Я отворила дверь. Муж Банч и четверо детей сидели под дверью на лестничной площадке. Дети вбежали в комнату, все с синими, как ягоды терновника, глазами, смотрят в сторону. Они меня нарочно обходили, как будто я была не акушерка, а явление с того света. Коваль пропустил детей вперед и дотронулся до моей руки. Вложил в ладонь две сложенные банкноты.
– Здесь слишком много, – запротестовала я.
Это и правда было много, учитывая, что государство предлагало то же самое бесплатно. Но коваль посмотрел на меня такими же, как у детей, глазами, похожими на ягоды терновника.
– Слыхал, у тебя с домом нелады. Банч из меня всю душу вытрясет, если ты не возьмешь.
Я вдруг почувствовала, что сейчас заплачу. Не ожидала подобной доброты от этого большого, сильного мужчины. Я еле выговорила:
– Идите, там у вас родился очередной здоровый паренек. Он симпатяга.
Когда я вышла в огород, стояли сумерки. На улице уже включили фонари: они едва подсвечивали сад, но мне такого освещения вполне хватало. Достав из сумки маленькую лопатку, я закопала послед рядом с тем местом, где молодые венчики ревеня уже пробились на поверхность сквозь грунт. Рыть черную сырую почву было легче легкого. Мамочка всегда твердила, что хоронить послед нужно поглубже, чтобы его не отыскала лиса, но в то же время не слишком глубоко, чтобы его могли учуять пчелы. И хоть я понимала, что в акушерстве Мамочка богиня здравого смысла, а в суевериях ее заносит, все равно безоговорочно следовала ее инструкциям и ожиданиям таких людей, как Банч, которым просто родов было недостаточно.

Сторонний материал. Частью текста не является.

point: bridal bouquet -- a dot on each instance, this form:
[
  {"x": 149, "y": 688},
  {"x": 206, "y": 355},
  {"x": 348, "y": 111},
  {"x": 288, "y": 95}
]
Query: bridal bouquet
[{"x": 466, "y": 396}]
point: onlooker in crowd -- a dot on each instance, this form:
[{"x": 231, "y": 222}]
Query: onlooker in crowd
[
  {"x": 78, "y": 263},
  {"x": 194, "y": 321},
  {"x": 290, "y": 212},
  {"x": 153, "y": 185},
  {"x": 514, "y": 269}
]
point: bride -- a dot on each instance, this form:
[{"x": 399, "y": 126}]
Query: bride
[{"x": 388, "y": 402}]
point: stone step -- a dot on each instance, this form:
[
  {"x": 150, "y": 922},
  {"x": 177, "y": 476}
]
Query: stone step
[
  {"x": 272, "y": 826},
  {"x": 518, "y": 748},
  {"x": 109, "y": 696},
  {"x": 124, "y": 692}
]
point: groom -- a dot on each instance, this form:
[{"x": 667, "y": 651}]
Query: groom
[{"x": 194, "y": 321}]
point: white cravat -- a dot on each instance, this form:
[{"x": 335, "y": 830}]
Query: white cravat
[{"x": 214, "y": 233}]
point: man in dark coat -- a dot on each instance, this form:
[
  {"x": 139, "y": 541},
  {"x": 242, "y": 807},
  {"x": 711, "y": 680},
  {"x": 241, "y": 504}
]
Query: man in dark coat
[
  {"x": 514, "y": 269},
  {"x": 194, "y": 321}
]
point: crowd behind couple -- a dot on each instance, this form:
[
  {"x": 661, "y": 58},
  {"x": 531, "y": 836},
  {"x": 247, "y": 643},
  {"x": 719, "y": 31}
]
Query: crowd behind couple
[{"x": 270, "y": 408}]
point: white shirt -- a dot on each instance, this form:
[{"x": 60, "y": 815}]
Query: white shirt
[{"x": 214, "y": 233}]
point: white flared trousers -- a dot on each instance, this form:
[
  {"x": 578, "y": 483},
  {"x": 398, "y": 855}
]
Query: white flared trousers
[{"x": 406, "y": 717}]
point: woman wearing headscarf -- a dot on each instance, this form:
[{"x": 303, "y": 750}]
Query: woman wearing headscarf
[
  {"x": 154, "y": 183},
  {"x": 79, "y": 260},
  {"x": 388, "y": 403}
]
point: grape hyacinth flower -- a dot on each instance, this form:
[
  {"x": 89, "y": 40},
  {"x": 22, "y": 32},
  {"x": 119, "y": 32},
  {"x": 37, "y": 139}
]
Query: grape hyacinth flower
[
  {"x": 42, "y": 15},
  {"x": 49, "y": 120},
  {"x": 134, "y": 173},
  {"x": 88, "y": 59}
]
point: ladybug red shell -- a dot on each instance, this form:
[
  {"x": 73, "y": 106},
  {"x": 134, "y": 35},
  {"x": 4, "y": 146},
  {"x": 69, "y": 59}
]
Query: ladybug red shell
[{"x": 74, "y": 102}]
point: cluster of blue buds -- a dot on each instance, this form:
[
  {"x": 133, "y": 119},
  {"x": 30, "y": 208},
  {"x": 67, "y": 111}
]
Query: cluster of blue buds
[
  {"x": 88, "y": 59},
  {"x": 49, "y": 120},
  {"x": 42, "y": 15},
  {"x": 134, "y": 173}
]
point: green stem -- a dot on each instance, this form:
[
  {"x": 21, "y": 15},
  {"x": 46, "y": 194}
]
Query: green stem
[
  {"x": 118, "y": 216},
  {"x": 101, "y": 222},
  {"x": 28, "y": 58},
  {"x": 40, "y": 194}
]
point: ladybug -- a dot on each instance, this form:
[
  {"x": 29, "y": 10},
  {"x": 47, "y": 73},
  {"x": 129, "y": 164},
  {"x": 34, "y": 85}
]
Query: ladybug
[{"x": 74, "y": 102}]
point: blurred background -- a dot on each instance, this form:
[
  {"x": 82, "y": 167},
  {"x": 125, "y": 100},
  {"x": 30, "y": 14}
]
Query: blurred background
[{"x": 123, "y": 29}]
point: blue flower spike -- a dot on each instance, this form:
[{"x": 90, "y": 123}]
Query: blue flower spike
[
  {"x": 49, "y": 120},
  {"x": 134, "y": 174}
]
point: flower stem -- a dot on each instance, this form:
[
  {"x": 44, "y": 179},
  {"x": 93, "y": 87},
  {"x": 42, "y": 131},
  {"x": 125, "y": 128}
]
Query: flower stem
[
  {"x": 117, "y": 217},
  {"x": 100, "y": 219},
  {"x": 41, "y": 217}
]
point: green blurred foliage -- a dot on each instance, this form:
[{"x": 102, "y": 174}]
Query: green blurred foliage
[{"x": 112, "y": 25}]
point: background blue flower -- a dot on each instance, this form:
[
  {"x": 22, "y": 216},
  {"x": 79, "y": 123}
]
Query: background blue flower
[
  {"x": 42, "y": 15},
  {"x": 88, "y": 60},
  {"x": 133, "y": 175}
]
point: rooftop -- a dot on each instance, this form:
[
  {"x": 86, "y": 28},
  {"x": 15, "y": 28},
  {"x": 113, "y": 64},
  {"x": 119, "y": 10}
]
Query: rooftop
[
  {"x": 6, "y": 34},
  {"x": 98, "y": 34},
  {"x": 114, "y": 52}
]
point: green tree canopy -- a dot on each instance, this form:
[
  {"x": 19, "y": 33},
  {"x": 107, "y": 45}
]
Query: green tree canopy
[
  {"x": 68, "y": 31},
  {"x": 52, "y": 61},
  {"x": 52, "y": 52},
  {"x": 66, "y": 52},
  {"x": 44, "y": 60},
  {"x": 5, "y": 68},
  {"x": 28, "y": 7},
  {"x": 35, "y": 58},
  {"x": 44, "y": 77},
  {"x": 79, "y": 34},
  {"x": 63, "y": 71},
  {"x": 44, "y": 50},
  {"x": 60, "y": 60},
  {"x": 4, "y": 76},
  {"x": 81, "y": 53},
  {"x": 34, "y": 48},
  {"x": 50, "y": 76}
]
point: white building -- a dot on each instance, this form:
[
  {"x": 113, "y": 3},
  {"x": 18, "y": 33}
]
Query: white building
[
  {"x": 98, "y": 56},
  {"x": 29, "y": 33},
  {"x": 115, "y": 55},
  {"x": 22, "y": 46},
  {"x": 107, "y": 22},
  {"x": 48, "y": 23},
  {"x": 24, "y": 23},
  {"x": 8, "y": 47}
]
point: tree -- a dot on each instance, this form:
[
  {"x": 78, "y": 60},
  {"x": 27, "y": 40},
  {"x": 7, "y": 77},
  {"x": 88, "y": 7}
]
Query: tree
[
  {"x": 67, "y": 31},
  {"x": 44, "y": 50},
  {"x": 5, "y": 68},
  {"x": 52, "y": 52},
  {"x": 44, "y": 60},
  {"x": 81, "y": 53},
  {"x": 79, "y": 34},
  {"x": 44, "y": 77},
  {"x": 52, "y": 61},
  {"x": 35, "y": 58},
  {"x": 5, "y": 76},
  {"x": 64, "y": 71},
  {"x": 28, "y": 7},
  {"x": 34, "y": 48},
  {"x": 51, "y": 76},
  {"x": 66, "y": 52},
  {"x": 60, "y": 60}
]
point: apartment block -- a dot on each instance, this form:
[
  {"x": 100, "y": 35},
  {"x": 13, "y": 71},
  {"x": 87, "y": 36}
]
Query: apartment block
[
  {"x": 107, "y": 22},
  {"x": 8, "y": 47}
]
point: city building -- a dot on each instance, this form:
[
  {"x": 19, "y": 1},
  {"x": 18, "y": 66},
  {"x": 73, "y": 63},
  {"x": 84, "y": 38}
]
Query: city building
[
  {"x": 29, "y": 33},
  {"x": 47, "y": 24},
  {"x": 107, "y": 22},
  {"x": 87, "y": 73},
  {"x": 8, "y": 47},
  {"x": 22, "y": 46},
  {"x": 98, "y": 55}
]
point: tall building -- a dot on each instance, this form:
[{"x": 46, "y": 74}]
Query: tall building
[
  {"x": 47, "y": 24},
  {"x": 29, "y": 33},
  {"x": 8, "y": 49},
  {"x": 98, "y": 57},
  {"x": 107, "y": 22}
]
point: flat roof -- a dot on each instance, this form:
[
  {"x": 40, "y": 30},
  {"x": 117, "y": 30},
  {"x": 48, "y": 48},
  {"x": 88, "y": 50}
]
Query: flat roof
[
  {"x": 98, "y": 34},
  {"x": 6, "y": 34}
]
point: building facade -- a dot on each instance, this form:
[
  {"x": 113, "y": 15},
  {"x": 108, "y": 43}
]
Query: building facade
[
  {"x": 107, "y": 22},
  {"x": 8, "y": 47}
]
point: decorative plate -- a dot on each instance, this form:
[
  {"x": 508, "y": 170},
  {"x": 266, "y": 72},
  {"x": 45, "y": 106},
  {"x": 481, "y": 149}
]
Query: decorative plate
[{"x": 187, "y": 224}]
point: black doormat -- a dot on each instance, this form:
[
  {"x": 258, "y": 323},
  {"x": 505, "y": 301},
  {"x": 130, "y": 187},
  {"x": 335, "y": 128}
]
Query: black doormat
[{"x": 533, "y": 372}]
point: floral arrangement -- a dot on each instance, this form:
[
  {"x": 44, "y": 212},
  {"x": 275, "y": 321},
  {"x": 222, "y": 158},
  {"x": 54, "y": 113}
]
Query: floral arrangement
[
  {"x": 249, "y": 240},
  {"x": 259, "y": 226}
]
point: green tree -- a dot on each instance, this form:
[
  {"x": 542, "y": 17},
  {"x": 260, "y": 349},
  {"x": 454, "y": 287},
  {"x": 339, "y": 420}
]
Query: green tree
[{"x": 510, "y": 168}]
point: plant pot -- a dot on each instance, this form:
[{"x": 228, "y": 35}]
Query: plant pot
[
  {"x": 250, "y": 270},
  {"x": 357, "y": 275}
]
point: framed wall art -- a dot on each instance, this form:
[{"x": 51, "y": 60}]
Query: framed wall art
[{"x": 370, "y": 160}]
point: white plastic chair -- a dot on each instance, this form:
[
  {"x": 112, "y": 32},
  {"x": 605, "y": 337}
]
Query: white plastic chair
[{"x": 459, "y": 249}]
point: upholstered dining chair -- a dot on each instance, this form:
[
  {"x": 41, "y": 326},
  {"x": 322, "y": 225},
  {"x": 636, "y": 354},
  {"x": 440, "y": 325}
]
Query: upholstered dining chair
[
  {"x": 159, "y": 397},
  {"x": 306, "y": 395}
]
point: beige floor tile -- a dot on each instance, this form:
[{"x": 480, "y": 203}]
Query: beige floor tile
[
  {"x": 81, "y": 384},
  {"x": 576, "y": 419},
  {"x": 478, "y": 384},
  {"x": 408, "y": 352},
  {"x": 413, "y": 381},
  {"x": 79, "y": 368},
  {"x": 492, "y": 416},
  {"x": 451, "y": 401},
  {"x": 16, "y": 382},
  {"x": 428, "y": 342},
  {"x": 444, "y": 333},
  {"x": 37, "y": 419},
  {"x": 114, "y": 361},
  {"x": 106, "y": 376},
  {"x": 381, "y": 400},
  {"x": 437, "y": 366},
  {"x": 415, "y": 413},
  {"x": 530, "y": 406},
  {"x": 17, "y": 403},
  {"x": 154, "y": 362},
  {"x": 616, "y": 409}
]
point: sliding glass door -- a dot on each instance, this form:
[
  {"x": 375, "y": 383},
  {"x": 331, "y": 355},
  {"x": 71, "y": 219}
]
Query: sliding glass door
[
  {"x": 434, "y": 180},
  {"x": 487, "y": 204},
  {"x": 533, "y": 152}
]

Мамочка объясняла, что, хороня послед, мы входим в мир, откуда к нам пришел младенец; мы возвращаем земле сосуд, в котором он прибыл. Вот почему так важно, настаивала она, тщательно отряхивать от земли руки: ведь ты их только что засовывала в тот мир. Подняв голову, я вдруг увидела сидящего в углу сада зайца. Заяц уставился прямо на меня. Я сразу поняла.
Я сразу поняла, потому что меня бросило в жар. Кожа горела, причем так сильно, будто хотела отойти от кости. Ужасный страх пришел на смену жару. Это был крупный заяц. Он пялился на меня огромными лунно-желтыми глазами. Заяц седел; его красновато-коричневая шерстка мерцала и поблескивала. Животное не двигалось, но сильные задние ноги были поджаты – спрессованные мускулы, всегда готовые к прыжку. Длинные, с черными кончиками уши стояли торчком, прислушивались.